Zeev Sternhell, une passion française

 

Zeev Sternhell, une passion française - Le Monde des livres, 28.05.2014
http://www.lemonde.fr/livres/article/2014/05/28/zeev-sternhell-une-passion-francaise_4428262_3260.html
Fascisme français : le débat continue - Le Monde des livres, 28.05.2014
http://www.lemonde.fr/livres/article/2014/05/28/fascisme-francais-le-debat-continue_4428253_3260.html

- La démocratie est vulnérable partout - Rue 89 24.05.2014
http://rue89.nouvelobs.com/2014/05/24/lhistorien-israelien-zeev-sternhell-democratie-est-vulnerable-partout-252418


L'historien publie des entretiens avec Nicolas Weill : Histoire et Lumières : changer le monde par la raison. Albin Michel

Il a 7 ans quand il voit les Allemands tirer à vue sur les juifs du ghetto. Sa mère et sa sœur sont déportées ; elles ne reviendront jamais. «  Sauvé par une famille polonaise, il est envoyé vivre auprès d’une tante, en France. Au lycée d’Avignon, il découvre la culture française, notamment la laïcité, dont il demeure un admirateur inconditionnel . Et qu’il regrette de ne pas voir s’appliquer en Israël ».

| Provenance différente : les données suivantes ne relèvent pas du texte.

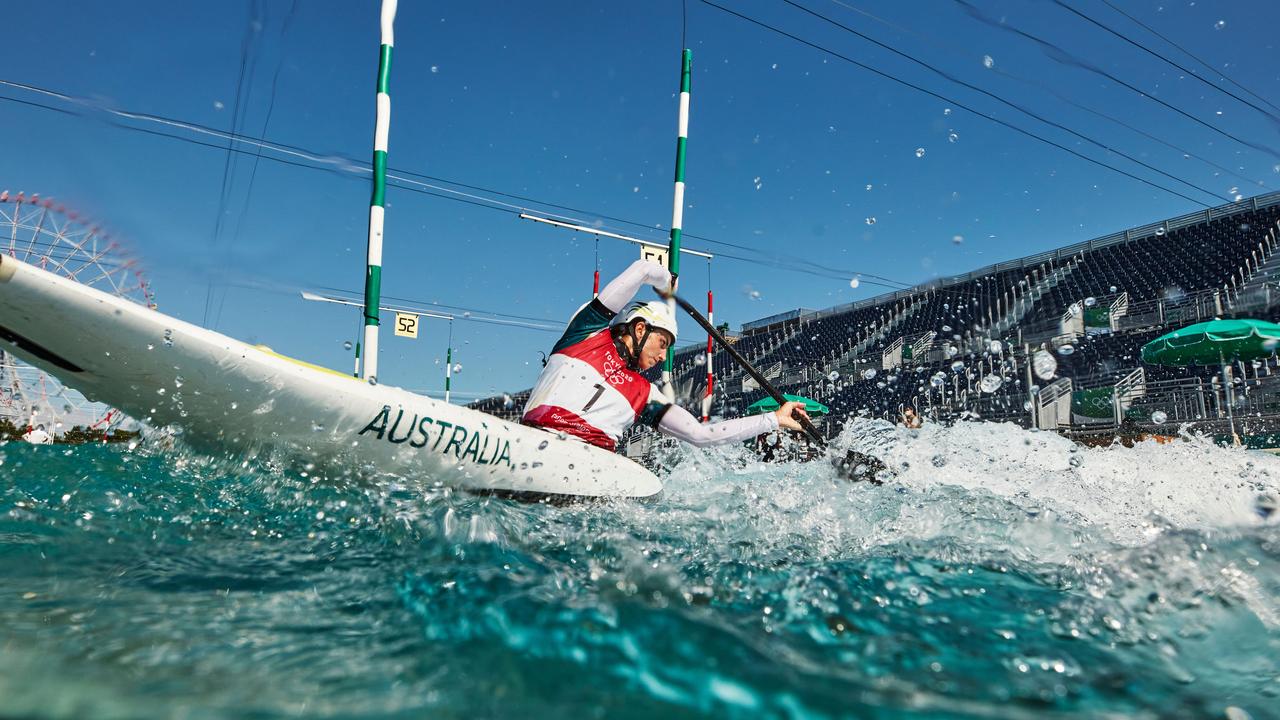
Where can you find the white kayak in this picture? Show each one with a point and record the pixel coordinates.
(222, 393)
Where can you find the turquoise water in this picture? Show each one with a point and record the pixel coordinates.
(1002, 573)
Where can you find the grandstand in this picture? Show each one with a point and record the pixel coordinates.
(965, 346)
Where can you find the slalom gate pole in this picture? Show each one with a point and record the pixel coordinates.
(448, 364)
(677, 210)
(382, 130)
(707, 399)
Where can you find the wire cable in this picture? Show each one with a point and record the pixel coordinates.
(1152, 53)
(1055, 92)
(956, 103)
(1066, 58)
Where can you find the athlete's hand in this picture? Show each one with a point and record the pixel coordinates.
(670, 291)
(786, 415)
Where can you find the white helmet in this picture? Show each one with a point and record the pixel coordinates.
(657, 314)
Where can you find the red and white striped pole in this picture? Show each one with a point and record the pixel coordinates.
(707, 399)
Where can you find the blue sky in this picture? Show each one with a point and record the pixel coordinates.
(791, 151)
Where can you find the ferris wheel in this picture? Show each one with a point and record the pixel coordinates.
(53, 237)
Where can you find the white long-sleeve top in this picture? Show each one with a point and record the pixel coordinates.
(585, 359)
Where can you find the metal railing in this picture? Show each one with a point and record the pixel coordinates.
(1065, 253)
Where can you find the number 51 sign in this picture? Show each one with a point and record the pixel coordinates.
(406, 324)
(654, 254)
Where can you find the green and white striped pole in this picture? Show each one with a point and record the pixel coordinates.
(448, 364)
(677, 210)
(382, 130)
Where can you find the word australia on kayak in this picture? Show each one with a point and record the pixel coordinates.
(449, 438)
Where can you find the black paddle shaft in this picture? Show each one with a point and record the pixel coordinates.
(755, 374)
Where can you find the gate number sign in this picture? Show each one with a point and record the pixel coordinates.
(406, 324)
(654, 254)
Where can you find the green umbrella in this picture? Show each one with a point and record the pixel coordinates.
(1214, 343)
(769, 405)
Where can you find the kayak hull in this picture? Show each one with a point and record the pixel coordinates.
(222, 393)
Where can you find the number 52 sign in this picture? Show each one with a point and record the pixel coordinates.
(406, 324)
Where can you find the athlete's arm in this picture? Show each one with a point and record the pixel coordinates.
(679, 423)
(622, 288)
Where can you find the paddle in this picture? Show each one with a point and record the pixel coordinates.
(755, 374)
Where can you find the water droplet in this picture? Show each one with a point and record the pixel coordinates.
(1043, 364)
(1265, 505)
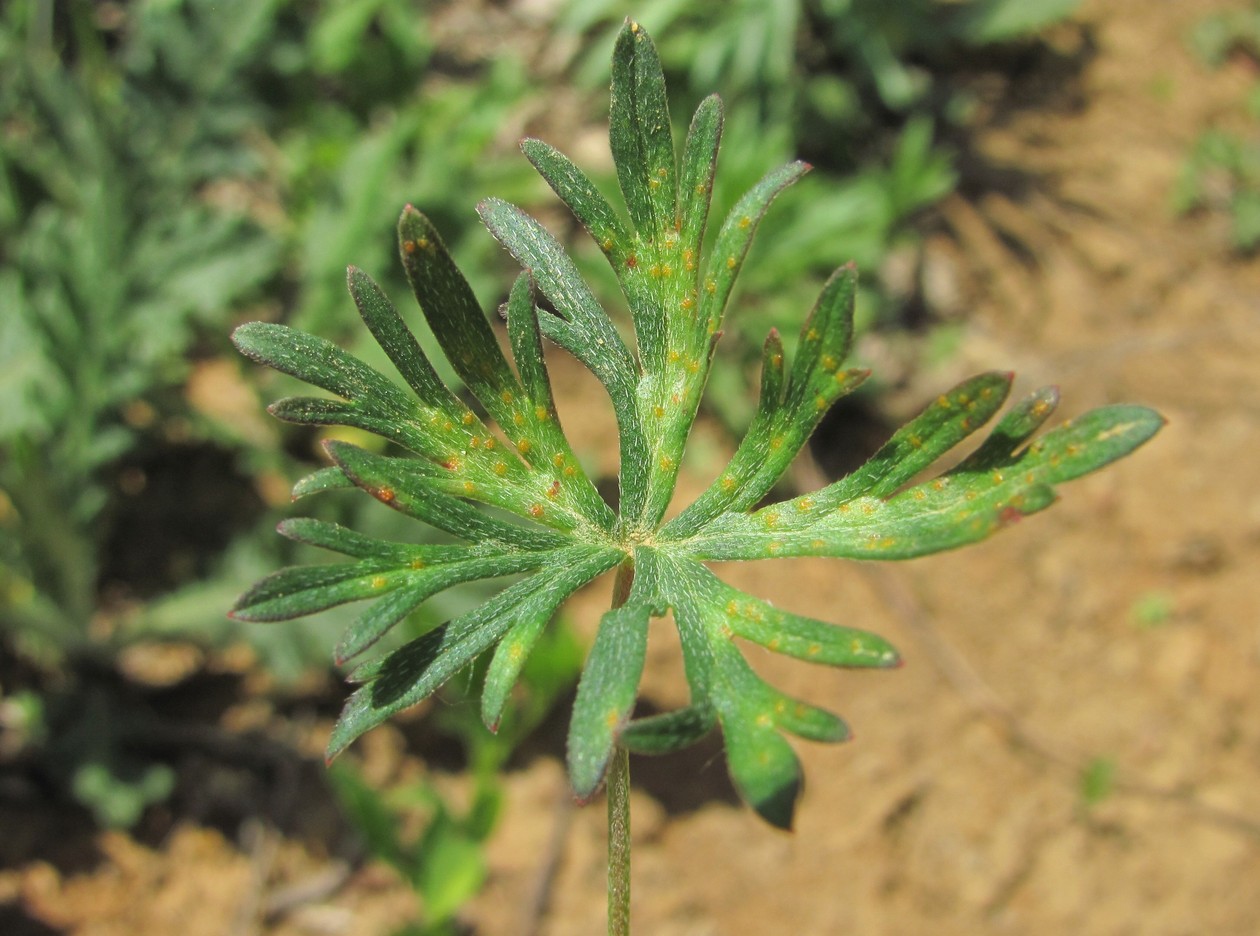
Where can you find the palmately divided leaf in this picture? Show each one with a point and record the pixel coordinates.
(640, 134)
(413, 672)
(421, 490)
(560, 533)
(789, 408)
(962, 507)
(610, 678)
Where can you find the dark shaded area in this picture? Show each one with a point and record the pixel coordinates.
(15, 922)
(223, 779)
(686, 780)
(180, 507)
(848, 435)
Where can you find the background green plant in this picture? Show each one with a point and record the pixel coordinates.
(1221, 173)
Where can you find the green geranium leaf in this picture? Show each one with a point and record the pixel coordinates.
(490, 466)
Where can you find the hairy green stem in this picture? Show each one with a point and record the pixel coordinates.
(619, 804)
(619, 843)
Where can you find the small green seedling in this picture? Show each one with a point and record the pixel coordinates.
(517, 502)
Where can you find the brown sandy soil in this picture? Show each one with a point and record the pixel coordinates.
(959, 806)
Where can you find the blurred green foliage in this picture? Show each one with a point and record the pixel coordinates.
(444, 861)
(1221, 173)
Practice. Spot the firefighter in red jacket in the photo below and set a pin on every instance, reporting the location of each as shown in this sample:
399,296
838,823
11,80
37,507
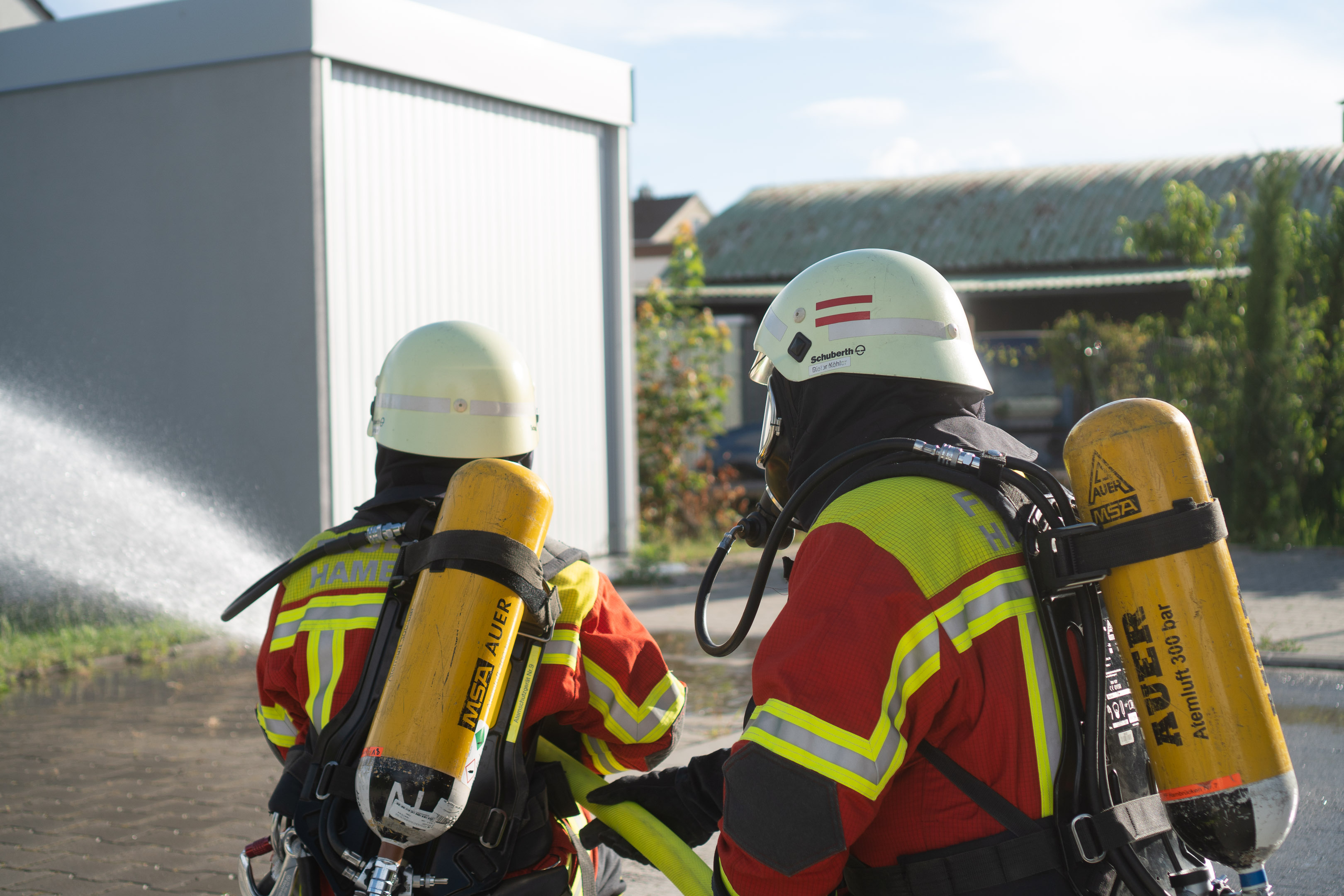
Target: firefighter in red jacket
911,622
451,393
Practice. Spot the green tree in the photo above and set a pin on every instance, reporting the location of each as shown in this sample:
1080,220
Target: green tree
1256,365
1265,494
679,399
1323,497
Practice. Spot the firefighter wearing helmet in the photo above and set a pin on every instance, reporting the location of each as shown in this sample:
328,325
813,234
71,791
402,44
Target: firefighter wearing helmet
448,394
908,660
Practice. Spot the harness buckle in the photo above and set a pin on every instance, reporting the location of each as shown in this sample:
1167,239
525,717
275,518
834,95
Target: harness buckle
494,833
1079,841
1053,562
324,781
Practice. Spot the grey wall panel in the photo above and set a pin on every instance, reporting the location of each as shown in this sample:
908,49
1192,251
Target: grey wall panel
451,206
158,266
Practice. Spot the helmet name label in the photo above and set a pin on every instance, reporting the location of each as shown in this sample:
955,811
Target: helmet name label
828,366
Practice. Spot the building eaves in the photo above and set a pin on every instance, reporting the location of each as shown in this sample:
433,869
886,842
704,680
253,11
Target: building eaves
651,214
1032,219
1030,282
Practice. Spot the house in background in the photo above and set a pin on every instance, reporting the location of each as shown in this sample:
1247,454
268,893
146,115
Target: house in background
656,221
1020,248
17,14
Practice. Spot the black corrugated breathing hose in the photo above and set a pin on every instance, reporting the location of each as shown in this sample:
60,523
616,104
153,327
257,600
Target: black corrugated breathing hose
772,547
373,535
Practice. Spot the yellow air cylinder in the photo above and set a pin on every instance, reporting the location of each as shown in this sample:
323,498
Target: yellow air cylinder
1213,735
449,674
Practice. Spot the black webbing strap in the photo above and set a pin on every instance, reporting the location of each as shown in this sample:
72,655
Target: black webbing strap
1186,527
482,820
588,878
1124,824
980,793
967,872
1034,850
557,555
487,554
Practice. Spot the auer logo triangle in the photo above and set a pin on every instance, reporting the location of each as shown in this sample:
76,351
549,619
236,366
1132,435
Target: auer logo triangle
1107,481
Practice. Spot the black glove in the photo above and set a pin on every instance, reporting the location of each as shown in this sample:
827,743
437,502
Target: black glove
689,800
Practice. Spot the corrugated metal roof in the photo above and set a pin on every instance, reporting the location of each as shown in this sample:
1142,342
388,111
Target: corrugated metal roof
1004,221
1014,282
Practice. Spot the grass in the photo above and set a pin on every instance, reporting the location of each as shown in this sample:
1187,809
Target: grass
71,633
1283,645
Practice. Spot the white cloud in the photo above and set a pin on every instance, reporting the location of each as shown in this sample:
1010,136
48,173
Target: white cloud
1178,68
908,158
857,112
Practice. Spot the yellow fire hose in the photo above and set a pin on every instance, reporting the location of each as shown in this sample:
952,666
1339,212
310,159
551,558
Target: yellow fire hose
668,852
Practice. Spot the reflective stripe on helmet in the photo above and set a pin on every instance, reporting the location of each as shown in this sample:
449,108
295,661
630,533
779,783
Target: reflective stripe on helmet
455,406
867,764
889,327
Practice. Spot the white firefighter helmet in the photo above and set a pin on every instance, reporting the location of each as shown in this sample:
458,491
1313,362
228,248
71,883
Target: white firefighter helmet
869,311
455,390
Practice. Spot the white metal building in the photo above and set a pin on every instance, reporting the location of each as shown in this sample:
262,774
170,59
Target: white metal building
218,215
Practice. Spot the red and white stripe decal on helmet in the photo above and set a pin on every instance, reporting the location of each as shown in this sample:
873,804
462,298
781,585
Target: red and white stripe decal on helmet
843,316
846,300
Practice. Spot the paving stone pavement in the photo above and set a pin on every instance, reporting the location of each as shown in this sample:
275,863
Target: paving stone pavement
132,781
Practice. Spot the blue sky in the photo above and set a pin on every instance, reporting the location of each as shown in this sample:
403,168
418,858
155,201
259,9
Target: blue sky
732,95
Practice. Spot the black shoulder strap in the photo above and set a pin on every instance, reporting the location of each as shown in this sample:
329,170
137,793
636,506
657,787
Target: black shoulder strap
980,793
1186,527
557,555
998,497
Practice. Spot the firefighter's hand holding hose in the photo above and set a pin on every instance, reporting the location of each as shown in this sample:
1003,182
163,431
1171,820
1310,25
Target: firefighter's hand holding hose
640,830
689,800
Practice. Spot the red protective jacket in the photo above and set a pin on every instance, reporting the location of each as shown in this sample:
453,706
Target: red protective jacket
911,617
603,674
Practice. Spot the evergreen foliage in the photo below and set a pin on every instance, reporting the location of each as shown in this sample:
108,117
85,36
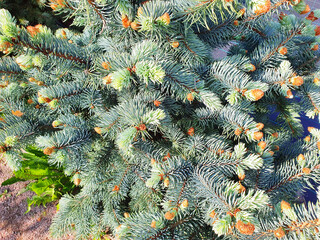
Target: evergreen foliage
169,142
48,182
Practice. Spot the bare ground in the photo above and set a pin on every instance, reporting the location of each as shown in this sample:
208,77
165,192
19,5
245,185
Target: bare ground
14,223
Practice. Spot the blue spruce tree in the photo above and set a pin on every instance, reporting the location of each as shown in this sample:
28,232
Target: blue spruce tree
165,141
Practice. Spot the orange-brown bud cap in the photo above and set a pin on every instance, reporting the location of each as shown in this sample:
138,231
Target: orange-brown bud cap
169,215
48,150
191,131
258,135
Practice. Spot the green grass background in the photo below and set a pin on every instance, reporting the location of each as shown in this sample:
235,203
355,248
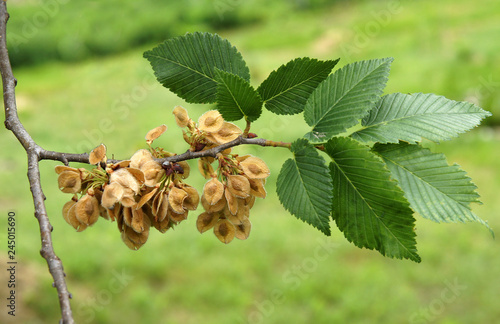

Pour lui, « la France a été le berceau du fascisme ». Vichy n’est pas un le résultat d’un hasard, mais le produit d’une droite révolutionnaire et de la haine des Lumières et de la démocratie.
Ni droite ni gauche. L'idéologie fasciste en France, Le Seuil, 1983

Sa conception a choqué les héritiers de Réné Rémond, pour qui il n’y avait que trois droites, et pour qui la France avait été immunisée contre la tentation du fascisme.
Michel Dobry, dir. « Le Mythe de l’allergie française au fascisme » (Albin Michel, 2003)

« Le débat, lui, est appelé à rester figé, Sternhell et moi sommes chacun de part et d’autre de la faille historiographique. Il n’y a pas de compromis possible » dit JF Sirinelli dans l’entretien.
Il poursuit : dans la crise actuelle « des Etats-nations dans un monde globalisé », « les valeurs des Lumières …doivent être un combat, un aiguillon et une façon de continuer à lire la situation historique ».

Selon Sternell, « …par sa conception d’une nation fermée sur elle-même et son culte d’un pouvoir fort, le FN est plus proche de ce qu’a été Vichy que des idées démocratiques fondées sur les Lumières »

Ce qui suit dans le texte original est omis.